Professor and graduate student receive top award for their paper exploring investor behaviour and stock returns

Recently, Andrei Semenov, an associate professor in the Department of Economics in the Faculty of Liberal Arts & Professional Studies, and Oriana Rahman, an economics PhD student in the Faculty of Graduate Studies, received the Ben Graham Center for Value Investing Award from the Ivey Business School at Western University, London, Ont., for the best paper in areas related to asset pricing, market anomalies and behavioral finance presented at the 26th Annual Conference of the Multinational Finance Society in Jerusalem. 

Andrei Semenov (left), an associate professor in the Department of Economics in the Faculty of Liberal Arts & Professional Studies, with Oriana Rahman, an economics PhD student in the Faculty of Graduate Studies

The efficient-market theory claims that asset prices fully and correctly reflect all available information, so that any future price changes are determined entirely by future news. However, many recent papers provide empirical evidence that market frictions can make the returns on individual stocks predictable (based on the return history) to some degree.  

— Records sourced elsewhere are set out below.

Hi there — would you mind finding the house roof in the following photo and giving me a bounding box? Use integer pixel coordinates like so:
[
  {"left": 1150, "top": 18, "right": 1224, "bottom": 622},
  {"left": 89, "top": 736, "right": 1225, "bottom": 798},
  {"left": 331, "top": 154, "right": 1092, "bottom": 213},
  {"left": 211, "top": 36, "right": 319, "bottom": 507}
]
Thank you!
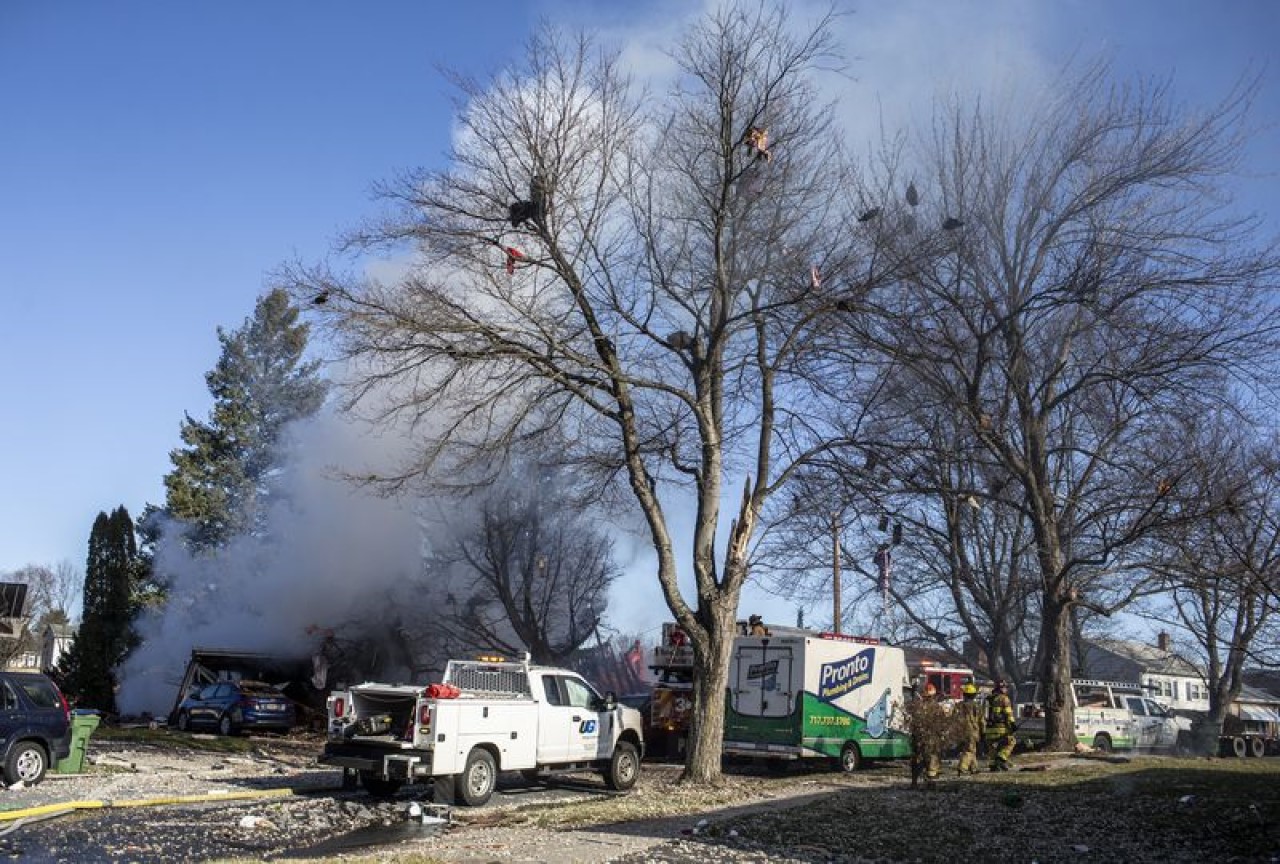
[
  {"left": 1235, "top": 684, "right": 1280, "bottom": 705},
  {"left": 1085, "top": 639, "right": 1204, "bottom": 678}
]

In their paper titled “Investor behavior and stock returns,” Semenov and Rahman argue that, apart from the factors that can cause the predictability of stock returns, there might also be factors that have an opposite effect and weaken the influence of past returns on the current stock return.  

They investigate the impact of the anomalies in the investor’s behavior on the investor’s ability to forecast the returns on individual stocks and provide empirical evidence that taking into consideration the irrationality of investors can outweigh the effect of market frictions, thereby making the returns on individual stocks unpredictable based on past returns.